These lectures explored both the practice of and theory behind applied regression analysis. As stated by Cook & Weisberg, regression analysis aims “to understand, as far as possible with the available data, how the conditional distribution of the response varies across subpopulations determined by the possible values of the predictor(s).” This includes everything from simple descriptive statistics discussed in our earlier lectures to more sophisticated statistical models for situations in which we have a small number of observations relative to the number of subpopulations. As Berk explains in his constructive critique, the aim of such analyses may vary from providing a compact description of the data, to predicting future outcomes, to explaining associations between outcomes and predictors.

We discussed two case studies: Predicting consumer behavior with Web search and A Large-Scale Study of Browsing Behavior. The first explored the relative value of various data sources for predicting the performance of movies, music, and video games, using simple auto-regressive models to generate future sales predictions from current and past performance. The second study investigated variation in how different demographic groups use the Web, making use of linear models to smooth descriptive statistics over subpopulations and control for covariation between predictors (e.g., education and race).

In the following lecture we reviewed the formalism behind ordinary least squares regression, phrased as maximum likelihood inference under the assumption of additive Gaussian noise. We then derived the closed-form solution to the normal equations for small-scale problems and discussed alternative optimization methods, namely gradient descent and stochastic gradient descent, for larger-scale settings.

Ordinary least squares regression is, in principle, easily solved by inverting the normal equations:

$$ \hat{w} = (X^T X)^{-1} X^T y.$$

In practice, however, it often computationally expensive to do necessary the matrix inversion for models with many features, even with specialized numerical methods.

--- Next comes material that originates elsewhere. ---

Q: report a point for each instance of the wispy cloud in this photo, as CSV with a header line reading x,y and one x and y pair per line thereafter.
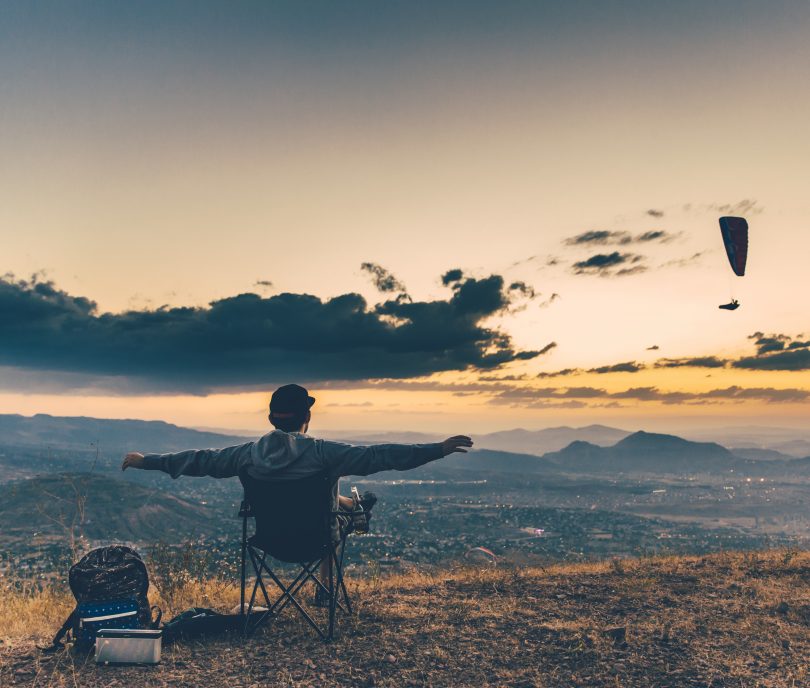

Gradient descent offers an alternative solution to the normal equations, replacing potentially expensive matrix inversion with an iterative method where we update parameters by moving in the direction of steepest increase of the likelihood landscape:

$$ \hat{w} \leftarrow \hat{w} + \eta X^T (y – X\hat{w}), $$

where eta is a tunable step size. Choosing eta too small leads to slow convergence, whereas too large a step size may result in undesirable oscillations about local optima. Intuitively, gradient descent updates each component of the weight vector by a sum of the corresponding feature values over all examples, where examples are weighted by the error between actual and predicted labels. Stochastic gradient descent provides an even more scalable alternative where an approximation to the gradient from a subsample of the data is used in place of the entire dataset.

See Chapter 3 of Bishop and Chapter 3 of Hastie for reference.